O corpo que escreve o que não pode dizer
- Mário Bertini
- 14 de out.
- 3 min de leitura
“Pois o belo nada mais é do que o começo do terrível, que ainda podemos suportar.”
— Rainer Maria Rilke, Elegias de Duíno
Há algo de profundamente humano no gesto de adoecer. Não no sentido médico, mas no gesto simbólico que o sintoma encena: o corpo escreve o que a palavra não pôde dizer. É uma forma de linguagem primitiva, uma escrita na carne, feita à revelia da consciência, mas ainda assim um modo de continuar existindo.
Freud via nisso um compromisso. O sintoma seria o ponto de encontro entre o desejo e a defesa, o acordo precário que permite ao sujeito suportar a tensão entre o que quer e o que teme. Há, nesse equilíbrio, um ganho primário: o alívio da angústia, a substituição do impossível pela metáfora. Um modo de dizer “ainda sou” quando tudo o que se sente é a ameaça de dissolver-se.
Mas André Green, ao olhar para esse mesmo gesto, viu algo mais grave — e mais terno. Para ele, o sintoma não é apenas um compromisso, mas um ato de resistência à morte psíquica. Quando a vida mental se aproxima do ponto em que a representação falha, o sintoma se torna o último lugar habitável. É uma cabana precária erguida às margens do deserto do não-representado. O que Freud chamou de ganho, Green vê como sobrevivência.

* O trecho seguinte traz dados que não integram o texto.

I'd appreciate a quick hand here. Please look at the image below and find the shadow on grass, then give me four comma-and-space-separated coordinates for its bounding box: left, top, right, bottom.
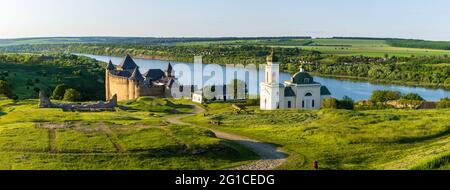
395, 127, 450, 144
222, 140, 289, 160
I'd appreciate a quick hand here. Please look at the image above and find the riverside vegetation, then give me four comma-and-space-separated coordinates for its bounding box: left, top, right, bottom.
0, 39, 450, 169
0, 37, 450, 89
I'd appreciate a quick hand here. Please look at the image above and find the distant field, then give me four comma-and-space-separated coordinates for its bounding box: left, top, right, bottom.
0, 98, 258, 170
186, 104, 450, 170
178, 38, 450, 57
0, 37, 450, 57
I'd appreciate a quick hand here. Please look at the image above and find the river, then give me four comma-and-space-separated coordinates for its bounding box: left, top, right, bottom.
76, 54, 450, 101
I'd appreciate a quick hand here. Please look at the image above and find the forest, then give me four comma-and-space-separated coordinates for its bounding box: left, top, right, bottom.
0, 53, 106, 101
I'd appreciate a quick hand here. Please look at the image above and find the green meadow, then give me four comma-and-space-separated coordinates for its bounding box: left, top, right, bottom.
177, 38, 450, 57
185, 104, 450, 170
0, 98, 257, 170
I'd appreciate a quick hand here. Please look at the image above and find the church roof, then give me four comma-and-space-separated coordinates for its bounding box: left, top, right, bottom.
120, 54, 137, 70
115, 71, 131, 78
144, 69, 164, 81
106, 60, 116, 71
167, 63, 173, 75
284, 87, 295, 97
267, 51, 280, 62
320, 86, 331, 96
291, 72, 316, 84
129, 67, 144, 81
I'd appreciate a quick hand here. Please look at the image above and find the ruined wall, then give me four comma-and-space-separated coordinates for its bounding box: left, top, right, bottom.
138, 86, 165, 97
106, 71, 166, 101
106, 75, 129, 101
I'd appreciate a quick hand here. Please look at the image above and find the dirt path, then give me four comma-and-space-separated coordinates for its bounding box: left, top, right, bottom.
48, 128, 57, 153
167, 105, 287, 170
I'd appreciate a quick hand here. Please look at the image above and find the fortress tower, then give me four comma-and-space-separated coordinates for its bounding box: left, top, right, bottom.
105, 55, 183, 101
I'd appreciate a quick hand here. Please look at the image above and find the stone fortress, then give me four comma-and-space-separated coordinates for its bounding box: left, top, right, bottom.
105, 55, 179, 101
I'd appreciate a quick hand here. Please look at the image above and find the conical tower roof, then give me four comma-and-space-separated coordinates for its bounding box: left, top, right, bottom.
129, 67, 144, 81
106, 60, 116, 71
120, 54, 137, 70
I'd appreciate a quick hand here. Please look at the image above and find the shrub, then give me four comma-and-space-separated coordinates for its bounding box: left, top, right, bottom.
322, 98, 338, 109
337, 96, 355, 110
63, 88, 81, 102
0, 80, 12, 98
401, 93, 425, 101
245, 98, 260, 106
437, 97, 450, 109
52, 84, 69, 100
370, 90, 402, 103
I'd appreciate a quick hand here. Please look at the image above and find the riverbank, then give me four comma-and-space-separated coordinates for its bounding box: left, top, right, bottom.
310, 72, 450, 90
80, 53, 450, 90
79, 54, 450, 101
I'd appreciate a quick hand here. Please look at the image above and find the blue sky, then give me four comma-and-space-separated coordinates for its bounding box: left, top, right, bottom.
0, 0, 450, 40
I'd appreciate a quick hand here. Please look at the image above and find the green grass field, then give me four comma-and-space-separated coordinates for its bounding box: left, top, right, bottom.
185, 104, 450, 170
0, 98, 257, 170
178, 38, 450, 57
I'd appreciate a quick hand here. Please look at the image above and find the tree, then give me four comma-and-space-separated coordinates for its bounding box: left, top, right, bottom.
402, 93, 425, 101
370, 90, 401, 103
52, 84, 69, 100
437, 97, 450, 109
232, 79, 248, 99
322, 98, 338, 109
63, 88, 81, 102
0, 80, 12, 98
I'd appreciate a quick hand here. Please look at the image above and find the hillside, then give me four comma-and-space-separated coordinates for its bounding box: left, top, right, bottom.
0, 98, 257, 170
186, 104, 450, 170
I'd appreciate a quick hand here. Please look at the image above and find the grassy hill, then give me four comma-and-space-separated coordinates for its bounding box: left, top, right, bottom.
182, 104, 450, 170
0, 98, 257, 170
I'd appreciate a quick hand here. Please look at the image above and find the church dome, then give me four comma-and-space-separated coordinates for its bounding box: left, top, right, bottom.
292, 72, 314, 84
267, 52, 280, 63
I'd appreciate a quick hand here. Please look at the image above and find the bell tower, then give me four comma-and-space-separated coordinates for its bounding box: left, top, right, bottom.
260, 51, 280, 110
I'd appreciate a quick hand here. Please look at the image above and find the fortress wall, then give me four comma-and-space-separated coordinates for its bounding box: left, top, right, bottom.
109, 75, 129, 101
139, 86, 165, 97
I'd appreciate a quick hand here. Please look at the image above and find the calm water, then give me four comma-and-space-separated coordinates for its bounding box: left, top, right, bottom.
78, 54, 450, 101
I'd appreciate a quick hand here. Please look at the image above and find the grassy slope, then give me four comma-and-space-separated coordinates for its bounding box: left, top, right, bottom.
0, 99, 256, 170
182, 104, 450, 169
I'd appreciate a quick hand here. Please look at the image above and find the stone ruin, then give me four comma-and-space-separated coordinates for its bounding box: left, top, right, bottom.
39, 91, 118, 112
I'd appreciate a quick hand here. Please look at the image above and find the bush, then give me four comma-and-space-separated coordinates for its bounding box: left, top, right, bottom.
401, 93, 425, 101
337, 96, 355, 110
322, 98, 338, 109
63, 88, 81, 102
370, 90, 402, 103
52, 84, 69, 100
245, 98, 260, 106
437, 97, 450, 109
0, 80, 13, 98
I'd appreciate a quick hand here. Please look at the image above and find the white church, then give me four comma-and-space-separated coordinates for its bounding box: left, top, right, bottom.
260, 53, 331, 110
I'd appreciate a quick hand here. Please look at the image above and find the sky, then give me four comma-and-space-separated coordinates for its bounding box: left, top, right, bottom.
0, 0, 450, 41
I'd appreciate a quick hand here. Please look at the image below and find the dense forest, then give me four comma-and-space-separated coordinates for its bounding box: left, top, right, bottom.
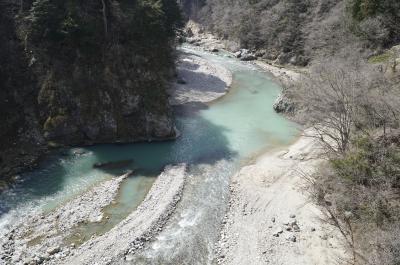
182, 0, 400, 65
0, 0, 182, 182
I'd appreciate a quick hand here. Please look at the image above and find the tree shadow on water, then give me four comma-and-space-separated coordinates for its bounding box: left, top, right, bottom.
0, 99, 237, 217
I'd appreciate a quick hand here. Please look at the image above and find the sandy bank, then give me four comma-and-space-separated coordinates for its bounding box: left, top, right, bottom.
169, 52, 232, 105
50, 164, 186, 265
0, 174, 129, 264
217, 131, 346, 265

René Roussillon, por sua vez, estende essa leitura até o limite da relação. O sintoma é o que resta do vínculo quando o vínculo falha; é a tentativa de preservar a continuidade de um si-mesmo que não encontrou espelho no outro. Quando o trauma corta a possibilidade de simbolizar, o sujeito se refugia em formas de expressão que são, ao mesmo tempo, autodestrutivas e criadoras — gestos, atos, sintomas. Eles não comunicam: atestam. São monumentos erguidos ao fracasso da linguagem.
O ganho primário torna-se então a possibilidade de permanecer em cena, mesmo quando a peça desmorona. O sintoma mantém viva a função de ligação — entre o corpo e o sentido, entre o eu e o objeto, entre o passado e o agora. É uma pequena centelha de continuidade, o resíduo de uma conversa interrompida.

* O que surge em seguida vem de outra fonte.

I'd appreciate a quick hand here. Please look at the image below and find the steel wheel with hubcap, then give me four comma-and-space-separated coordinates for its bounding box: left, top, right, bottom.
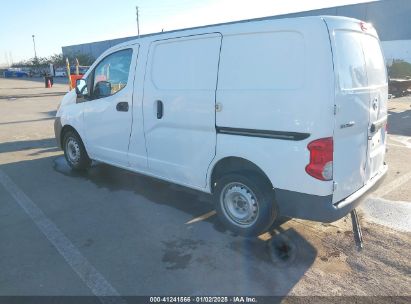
214, 172, 277, 236
63, 131, 91, 170
220, 183, 259, 227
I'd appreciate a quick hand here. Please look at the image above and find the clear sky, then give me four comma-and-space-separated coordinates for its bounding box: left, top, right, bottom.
0, 0, 376, 65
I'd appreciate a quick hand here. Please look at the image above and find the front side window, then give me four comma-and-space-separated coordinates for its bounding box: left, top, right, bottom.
93, 49, 133, 99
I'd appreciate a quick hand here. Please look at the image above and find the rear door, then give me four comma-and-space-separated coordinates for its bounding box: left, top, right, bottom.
327, 21, 387, 202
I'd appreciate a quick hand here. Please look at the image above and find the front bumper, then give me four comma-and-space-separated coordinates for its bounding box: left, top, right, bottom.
54, 117, 63, 148
275, 165, 388, 223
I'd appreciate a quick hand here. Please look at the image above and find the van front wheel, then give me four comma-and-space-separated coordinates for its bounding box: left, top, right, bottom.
214, 172, 277, 236
63, 131, 91, 171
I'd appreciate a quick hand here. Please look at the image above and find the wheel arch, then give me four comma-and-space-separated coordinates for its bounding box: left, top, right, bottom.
209, 156, 274, 193
60, 125, 84, 149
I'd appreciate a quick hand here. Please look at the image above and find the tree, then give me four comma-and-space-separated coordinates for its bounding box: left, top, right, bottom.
387, 59, 411, 78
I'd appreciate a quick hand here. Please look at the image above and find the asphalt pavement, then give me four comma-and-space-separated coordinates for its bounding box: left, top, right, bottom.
0, 78, 411, 297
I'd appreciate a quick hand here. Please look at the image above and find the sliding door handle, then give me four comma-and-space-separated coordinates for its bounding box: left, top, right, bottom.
116, 101, 128, 112
156, 100, 164, 119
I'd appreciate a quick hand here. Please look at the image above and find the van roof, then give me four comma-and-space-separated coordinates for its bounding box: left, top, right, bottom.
108, 15, 360, 53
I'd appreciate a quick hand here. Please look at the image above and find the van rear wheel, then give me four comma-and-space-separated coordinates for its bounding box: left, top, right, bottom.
214, 172, 277, 236
63, 131, 91, 171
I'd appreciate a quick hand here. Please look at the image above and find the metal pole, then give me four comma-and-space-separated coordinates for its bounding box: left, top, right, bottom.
136, 6, 140, 37
31, 35, 37, 60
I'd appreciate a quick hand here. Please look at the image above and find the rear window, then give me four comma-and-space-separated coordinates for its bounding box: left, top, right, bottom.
334, 31, 387, 89
361, 35, 387, 86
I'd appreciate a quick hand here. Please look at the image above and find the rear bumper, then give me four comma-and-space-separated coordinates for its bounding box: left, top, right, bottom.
275, 165, 388, 223
54, 117, 62, 148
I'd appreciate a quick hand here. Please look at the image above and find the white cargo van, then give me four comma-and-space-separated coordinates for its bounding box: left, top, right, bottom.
55, 17, 388, 235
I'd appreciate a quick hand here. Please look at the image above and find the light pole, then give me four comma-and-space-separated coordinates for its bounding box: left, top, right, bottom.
136, 6, 140, 38
31, 35, 37, 61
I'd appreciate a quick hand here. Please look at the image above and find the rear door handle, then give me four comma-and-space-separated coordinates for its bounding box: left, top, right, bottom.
340, 121, 355, 129
116, 101, 128, 112
156, 100, 164, 119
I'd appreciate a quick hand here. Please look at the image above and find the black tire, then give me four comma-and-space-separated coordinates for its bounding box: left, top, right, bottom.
63, 130, 91, 171
213, 172, 277, 236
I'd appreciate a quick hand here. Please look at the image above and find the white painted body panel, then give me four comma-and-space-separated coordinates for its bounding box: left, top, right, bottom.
144, 34, 221, 188
326, 18, 388, 203
58, 17, 383, 204
83, 44, 139, 166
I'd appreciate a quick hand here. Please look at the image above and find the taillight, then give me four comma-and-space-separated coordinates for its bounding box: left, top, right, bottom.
305, 137, 334, 181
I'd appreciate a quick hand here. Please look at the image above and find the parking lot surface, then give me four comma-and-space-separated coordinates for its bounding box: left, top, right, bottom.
0, 78, 411, 296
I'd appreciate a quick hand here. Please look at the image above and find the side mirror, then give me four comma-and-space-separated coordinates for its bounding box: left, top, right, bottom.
76, 79, 88, 98
93, 81, 111, 98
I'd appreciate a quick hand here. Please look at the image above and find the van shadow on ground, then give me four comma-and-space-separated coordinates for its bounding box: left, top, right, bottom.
0, 147, 317, 301
53, 157, 317, 295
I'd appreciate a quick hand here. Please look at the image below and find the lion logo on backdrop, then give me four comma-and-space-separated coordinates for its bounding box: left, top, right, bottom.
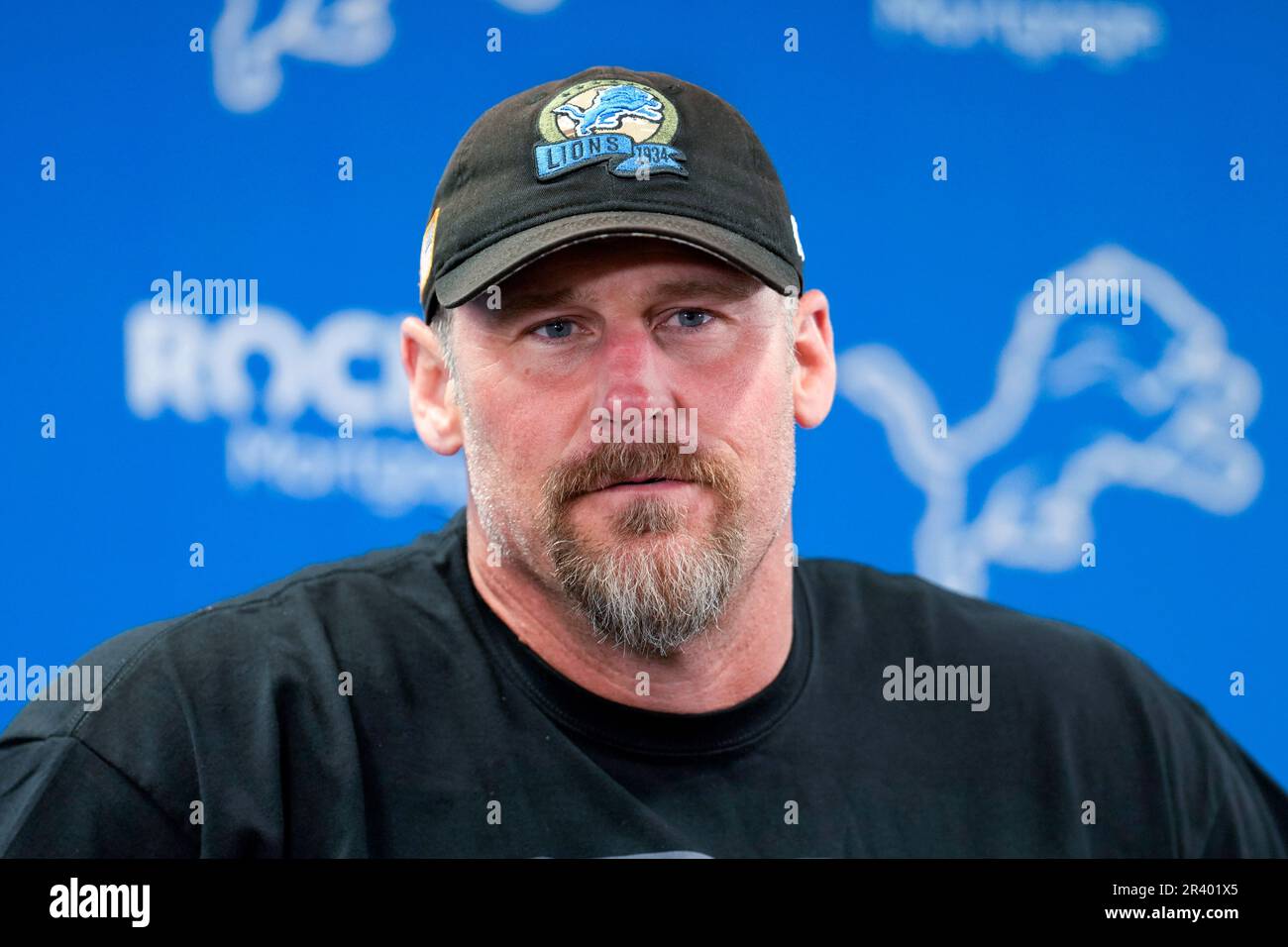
837, 246, 1262, 595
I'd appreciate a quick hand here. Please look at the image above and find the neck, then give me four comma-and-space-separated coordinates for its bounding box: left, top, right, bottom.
467, 501, 793, 714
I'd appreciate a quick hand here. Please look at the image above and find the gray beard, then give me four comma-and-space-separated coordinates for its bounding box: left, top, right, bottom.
548, 498, 747, 657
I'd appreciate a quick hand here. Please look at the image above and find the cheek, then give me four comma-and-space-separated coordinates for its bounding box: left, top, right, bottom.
469, 380, 590, 481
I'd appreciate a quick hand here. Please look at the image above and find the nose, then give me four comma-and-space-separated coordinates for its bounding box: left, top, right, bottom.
597, 320, 670, 410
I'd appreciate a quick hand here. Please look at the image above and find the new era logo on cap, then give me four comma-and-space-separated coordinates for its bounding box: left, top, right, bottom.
420, 65, 805, 318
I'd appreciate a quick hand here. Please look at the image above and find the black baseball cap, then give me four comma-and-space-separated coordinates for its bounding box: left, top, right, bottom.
420, 65, 805, 321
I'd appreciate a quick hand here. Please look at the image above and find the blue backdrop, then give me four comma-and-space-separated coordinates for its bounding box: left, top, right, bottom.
0, 0, 1288, 784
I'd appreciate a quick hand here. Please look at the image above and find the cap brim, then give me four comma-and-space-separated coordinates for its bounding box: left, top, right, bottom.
434, 210, 800, 309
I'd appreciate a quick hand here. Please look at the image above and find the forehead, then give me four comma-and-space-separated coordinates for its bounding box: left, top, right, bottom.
463, 236, 773, 309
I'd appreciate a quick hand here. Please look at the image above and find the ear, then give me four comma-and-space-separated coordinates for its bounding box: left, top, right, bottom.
793, 290, 836, 428
402, 316, 463, 455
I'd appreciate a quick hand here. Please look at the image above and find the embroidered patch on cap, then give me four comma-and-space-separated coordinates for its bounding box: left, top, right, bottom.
420, 207, 439, 296
533, 78, 690, 180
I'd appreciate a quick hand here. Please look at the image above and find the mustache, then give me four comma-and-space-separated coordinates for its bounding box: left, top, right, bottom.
542, 442, 738, 509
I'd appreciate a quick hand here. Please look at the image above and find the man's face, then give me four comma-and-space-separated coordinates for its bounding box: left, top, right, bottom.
452, 237, 796, 656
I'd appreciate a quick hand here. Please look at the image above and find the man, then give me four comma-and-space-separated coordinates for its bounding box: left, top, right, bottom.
0, 67, 1288, 857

Freud via nisso uma economia; Green, uma pulsação trágica; Roussillon, uma tentativa de reconhecimento. Mas talvez o sintoma seja tudo isso e mais — um ato poético involuntário, uma forma de arte que o sujeito não escolhe produzir, mas da qual depende para não desaparecer.
Há beleza e dor nesse paradoxo. O sintoma é a cicatriz que fala, o resto que insiste, o eco de um chamado não respondido. Quando a palavra não alcança o outro, o corpo fala por ela — e fala como pode: com dores, repetições, excessos. Não é apenas doença; é o idioma do que sobreviveu sem tradução.
E talvez esse seja o verdadeiro ganho primário: não o alívio da angústia, mas a insistência da vida psíquica. O desejo, mesmo ferido, continua a produzir formas; o eu, mesmo clivado, insiste em se reconhecer. É como se o sintoma dissesse: não pude simbolizar, mas ainda posso existir.
Nessa luz, o analista não cura o sintoma: ele o escuta até que volte a ser palavra. A escuta restitui ao sujeito o poder de nomear o que antes apenas doía. Quando isso acontece, o sintoma deixa de ser a escrita muda da sobrevivência e se transforma em narrativa — em gesto que encontra testemunha.
A cura, então, não é o desaparecimento do sintoma, mas sua metamorfose. Ele se dissolve não porque é suprimido, mas porque enfim é traduzido — porque o corpo pode descansar e deixar que a palavra continue o trabalho da vida.
Nota clínica
Pensar o ganho primário como forma poética da sobrevivência transforma o lugar do analista: ele deixa de ser o técnico da decifração e torna-se o testemunho vivo daquilo que insiste. O sintoma não é mais um erro a corrigir, mas um resto a ser acolhido — o traço de uma história que ainda não encontrou forma.
Escutar o sintoma nesse registro é aproximar-se do que Rilke chamava de “o começo do terrível”: o ponto em que o sujeito só pode continuar vivo à custa de uma dor que fala por ele. E é ali, nesse limiar entre o belo e o insuportável, que o trabalho analítico se torna uma arte de rolar o indizível — até que, de tanto rolar, volte a ser linguagem.
“Transforma o sofrimento em gesto, pois o gesto é já uma libertação.”